A first-floor fire in Riepe College House forced one resident to jump from a first-floor window and sent him and a Penn Police officer to the hospital for the night.
Officials do not yet know the source of the fire, but said that heat coming from 107 McIlhenny resident Vivek Patel's mattress activated the sprinkler in his room.
Penn Director of Fire and Emergency Services Ted Bateman said Patel was asleep until the sprinklers activated. He jumped out of his window to escape the smoke, although the door was not blocked.
He and the Penn Police officer who broke into the room were taken to the Hospital of the University of Pennsylvania for smoke inhalation and held overnight for observation.
Neither was seriously injured.
Smoke damage was limited to the room and immediate hallway, but there was water damage to the music rooms in the McIlhenny basement.
The fire department received the alarm at about 10:50 p.m.
Forty-four emergency workers in 15 vehicles were deployed to 36th and Spruce streets by Philadelphia fire services, but only four fire trucks were used to control the fire.

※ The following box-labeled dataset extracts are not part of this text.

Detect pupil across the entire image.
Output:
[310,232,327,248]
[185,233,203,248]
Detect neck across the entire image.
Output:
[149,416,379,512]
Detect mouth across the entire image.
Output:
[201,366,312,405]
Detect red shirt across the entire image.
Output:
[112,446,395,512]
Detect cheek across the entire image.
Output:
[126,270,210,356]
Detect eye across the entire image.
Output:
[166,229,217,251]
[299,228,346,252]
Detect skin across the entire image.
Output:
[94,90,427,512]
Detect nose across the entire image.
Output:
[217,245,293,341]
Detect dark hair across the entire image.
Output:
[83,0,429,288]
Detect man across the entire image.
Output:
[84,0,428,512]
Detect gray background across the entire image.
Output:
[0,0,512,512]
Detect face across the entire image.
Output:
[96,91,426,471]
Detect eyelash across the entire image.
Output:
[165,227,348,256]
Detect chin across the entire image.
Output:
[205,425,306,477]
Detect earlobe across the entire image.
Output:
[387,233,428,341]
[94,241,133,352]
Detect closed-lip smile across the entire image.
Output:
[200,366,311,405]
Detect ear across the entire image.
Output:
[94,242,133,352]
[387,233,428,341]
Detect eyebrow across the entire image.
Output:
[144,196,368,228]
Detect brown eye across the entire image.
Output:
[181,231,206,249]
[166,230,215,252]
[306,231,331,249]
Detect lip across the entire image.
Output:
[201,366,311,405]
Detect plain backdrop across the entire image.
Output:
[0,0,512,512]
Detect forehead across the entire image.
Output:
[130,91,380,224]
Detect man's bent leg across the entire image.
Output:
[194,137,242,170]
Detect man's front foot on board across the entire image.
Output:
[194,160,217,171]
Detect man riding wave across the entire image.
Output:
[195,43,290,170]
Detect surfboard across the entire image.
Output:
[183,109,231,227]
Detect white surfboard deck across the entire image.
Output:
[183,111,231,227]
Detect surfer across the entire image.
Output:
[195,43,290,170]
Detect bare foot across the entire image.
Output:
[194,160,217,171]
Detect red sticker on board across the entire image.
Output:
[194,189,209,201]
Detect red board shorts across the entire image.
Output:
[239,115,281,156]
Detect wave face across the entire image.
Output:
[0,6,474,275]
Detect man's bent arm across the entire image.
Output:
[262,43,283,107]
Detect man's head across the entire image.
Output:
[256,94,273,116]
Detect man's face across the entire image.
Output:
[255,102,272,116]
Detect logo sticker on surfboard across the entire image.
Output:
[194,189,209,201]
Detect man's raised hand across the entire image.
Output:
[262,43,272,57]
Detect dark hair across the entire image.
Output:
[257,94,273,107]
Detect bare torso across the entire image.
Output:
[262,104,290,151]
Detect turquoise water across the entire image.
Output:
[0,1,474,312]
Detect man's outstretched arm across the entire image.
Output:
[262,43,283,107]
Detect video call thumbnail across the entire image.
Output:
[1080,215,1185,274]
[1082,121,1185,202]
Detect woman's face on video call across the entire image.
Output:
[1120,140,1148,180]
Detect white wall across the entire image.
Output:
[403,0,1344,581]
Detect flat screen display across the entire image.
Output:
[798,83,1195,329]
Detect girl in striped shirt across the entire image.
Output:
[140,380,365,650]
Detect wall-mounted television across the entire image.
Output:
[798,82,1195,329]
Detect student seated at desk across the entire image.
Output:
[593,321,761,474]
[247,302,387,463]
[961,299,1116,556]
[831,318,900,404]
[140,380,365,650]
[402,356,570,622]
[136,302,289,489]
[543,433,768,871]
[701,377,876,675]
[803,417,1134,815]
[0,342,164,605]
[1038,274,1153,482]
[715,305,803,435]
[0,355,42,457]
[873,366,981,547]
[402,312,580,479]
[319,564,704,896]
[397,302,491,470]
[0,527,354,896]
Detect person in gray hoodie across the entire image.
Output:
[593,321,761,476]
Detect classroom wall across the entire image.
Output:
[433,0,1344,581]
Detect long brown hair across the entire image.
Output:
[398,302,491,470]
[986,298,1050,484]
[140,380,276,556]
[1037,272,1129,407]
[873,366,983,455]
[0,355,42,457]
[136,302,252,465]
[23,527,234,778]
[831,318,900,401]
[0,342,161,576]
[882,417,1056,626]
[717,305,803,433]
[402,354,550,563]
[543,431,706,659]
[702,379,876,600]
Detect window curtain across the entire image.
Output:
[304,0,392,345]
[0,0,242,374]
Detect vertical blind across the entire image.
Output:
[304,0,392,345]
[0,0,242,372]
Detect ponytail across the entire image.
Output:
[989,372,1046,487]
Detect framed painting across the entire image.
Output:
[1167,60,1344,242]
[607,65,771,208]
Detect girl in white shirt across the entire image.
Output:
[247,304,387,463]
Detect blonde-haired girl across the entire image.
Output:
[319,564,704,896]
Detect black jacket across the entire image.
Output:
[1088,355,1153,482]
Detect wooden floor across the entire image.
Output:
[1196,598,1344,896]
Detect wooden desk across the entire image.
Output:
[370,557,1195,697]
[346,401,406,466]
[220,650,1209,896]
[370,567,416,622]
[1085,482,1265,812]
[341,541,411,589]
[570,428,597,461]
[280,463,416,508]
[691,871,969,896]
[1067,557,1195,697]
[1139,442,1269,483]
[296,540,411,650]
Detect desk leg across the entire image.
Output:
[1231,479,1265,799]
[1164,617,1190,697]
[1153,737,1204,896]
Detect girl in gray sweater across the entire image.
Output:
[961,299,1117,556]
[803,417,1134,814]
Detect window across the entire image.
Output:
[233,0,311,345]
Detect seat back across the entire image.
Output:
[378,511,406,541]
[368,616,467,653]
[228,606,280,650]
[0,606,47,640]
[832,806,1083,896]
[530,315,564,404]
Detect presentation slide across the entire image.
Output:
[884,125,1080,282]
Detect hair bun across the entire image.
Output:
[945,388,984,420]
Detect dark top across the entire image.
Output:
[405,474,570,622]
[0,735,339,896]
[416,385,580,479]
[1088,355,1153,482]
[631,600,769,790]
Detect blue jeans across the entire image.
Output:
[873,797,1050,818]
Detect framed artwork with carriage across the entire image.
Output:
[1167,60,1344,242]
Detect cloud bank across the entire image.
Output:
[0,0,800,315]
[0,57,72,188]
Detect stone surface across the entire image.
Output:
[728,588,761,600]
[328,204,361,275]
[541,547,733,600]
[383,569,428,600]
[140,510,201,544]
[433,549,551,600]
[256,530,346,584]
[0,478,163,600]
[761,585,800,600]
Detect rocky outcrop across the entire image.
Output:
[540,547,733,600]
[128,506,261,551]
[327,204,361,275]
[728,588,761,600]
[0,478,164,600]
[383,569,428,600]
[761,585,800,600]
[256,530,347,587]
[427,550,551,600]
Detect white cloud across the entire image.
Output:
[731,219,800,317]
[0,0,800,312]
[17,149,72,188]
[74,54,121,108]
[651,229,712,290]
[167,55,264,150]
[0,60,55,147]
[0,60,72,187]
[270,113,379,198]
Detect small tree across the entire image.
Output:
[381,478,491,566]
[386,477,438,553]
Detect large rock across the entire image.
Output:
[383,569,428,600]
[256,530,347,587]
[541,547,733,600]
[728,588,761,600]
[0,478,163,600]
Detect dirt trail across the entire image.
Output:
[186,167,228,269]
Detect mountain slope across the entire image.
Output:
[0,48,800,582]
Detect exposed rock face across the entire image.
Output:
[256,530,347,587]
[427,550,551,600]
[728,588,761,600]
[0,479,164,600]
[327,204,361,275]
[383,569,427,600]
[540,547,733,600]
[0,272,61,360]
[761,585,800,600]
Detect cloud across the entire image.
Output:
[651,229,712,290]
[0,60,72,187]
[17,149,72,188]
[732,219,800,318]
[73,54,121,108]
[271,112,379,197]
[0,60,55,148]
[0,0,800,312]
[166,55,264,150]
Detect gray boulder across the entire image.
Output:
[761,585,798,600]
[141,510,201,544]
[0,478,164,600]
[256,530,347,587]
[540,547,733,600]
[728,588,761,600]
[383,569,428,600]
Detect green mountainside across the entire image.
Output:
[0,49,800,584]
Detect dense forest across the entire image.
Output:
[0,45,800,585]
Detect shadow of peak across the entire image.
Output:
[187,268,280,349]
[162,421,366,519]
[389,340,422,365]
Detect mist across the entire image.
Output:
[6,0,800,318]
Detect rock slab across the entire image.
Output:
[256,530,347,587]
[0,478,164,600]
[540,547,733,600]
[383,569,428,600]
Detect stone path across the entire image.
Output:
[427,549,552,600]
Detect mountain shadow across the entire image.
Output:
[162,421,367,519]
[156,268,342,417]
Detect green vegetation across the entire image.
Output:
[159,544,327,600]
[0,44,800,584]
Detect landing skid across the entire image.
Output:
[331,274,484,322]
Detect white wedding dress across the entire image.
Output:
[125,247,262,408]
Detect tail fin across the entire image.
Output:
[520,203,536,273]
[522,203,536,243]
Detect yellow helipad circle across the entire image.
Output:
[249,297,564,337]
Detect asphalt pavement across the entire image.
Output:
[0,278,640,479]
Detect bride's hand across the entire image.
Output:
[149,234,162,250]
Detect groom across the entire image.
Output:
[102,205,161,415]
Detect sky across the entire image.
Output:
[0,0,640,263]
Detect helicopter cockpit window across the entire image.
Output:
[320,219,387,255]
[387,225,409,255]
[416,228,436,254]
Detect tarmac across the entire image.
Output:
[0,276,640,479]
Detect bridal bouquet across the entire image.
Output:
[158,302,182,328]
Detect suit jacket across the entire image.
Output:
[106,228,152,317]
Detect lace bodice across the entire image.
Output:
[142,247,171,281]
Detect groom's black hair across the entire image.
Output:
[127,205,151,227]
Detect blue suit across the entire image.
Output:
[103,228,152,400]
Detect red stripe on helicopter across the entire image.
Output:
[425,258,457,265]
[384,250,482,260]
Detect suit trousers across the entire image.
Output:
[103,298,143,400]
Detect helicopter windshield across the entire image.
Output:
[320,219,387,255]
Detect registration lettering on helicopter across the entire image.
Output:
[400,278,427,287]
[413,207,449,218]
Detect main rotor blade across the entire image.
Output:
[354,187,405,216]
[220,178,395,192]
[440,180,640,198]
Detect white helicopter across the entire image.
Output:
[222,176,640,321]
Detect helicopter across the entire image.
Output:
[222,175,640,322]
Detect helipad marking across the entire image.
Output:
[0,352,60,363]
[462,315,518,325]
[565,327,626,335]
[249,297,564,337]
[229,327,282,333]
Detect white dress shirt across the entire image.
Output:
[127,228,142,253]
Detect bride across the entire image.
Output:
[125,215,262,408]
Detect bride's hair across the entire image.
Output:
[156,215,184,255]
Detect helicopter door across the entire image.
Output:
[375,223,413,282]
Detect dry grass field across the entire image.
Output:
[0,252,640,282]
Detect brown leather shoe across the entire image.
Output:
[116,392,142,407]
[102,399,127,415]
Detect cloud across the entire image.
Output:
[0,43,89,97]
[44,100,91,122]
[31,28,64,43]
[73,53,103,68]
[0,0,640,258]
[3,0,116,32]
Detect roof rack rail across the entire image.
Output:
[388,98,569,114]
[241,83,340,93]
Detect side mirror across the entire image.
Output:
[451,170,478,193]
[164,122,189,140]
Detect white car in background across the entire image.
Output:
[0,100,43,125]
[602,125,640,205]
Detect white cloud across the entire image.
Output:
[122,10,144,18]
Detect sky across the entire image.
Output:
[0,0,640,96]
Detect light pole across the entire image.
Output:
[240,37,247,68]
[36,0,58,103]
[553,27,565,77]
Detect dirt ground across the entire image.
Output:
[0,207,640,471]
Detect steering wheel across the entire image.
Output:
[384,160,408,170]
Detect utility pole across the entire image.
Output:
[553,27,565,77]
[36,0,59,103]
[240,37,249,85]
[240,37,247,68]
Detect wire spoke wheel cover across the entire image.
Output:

One ambulance was used to transport the victim to HUP.
By 11:15 p.m., firefighters had extinguished the fire, and most Quad residents had evacuated, said Philadelphia Batallion Chief 11 Robert Skarbek.
Skarbek said major damage was averted by the building's sprinkler system, which confined the fire to Patel's room.
Bateman agreed.
"I can't emphasize this enough," he said. "The sprinkler averted a catastrophic event."
Firefighters had to break down the door of McIlhenny 209 -- the room one floor above Patel's -- to ensure that the fire had not spread and that there was adequate ventilation.
That room suffered no smoke damage. College junior and former Daily Pennsylvanian reporter Michael Rugnetta, who lives there, was not in the room at the time.
Philadelphia Fire Captain Thomas Gallagher, who helped fight the fire, said the students evacuated efficiently.
Students were allowed to re-enter Ware College House by 11:40 p.m., and Riepe residents were allowed to return around midnight.
Ware College House Dean Nathan Smith said at least 15 residential advisers and graduate associates from Ware and several from Riepe immediately went outside to help organize students.
"It seems the fairly elaborate staff training has paid off," he said.
Riepe College House Dean Marilynne Diggs-Thompson was not on campus during the fire.
Wharton freshman Drew Thurston entered McIlhenny through a Ware entrance to observe the fire and said the halls were filled with smoke and other students were still in the building.
"There was definitely some confusion in the halls," he said.
Some students said they were reluctant to evacuate because they thought it was a drill or a student-triggered false alarm.
After hearing the alarm, Ware resident and College freshman Gabe Burkett said he was confused about whether there was actually a fire.
"I just thought somebody pulled the alarm or something because people were laughing and fooling around in the hall," Burkett said. "Once people found out it was a fire, the reaction was different. [Students] took it a lot more seriously."
Campus police said Patel will be permanently moved to a different residence.
Patel could not be reached for comment.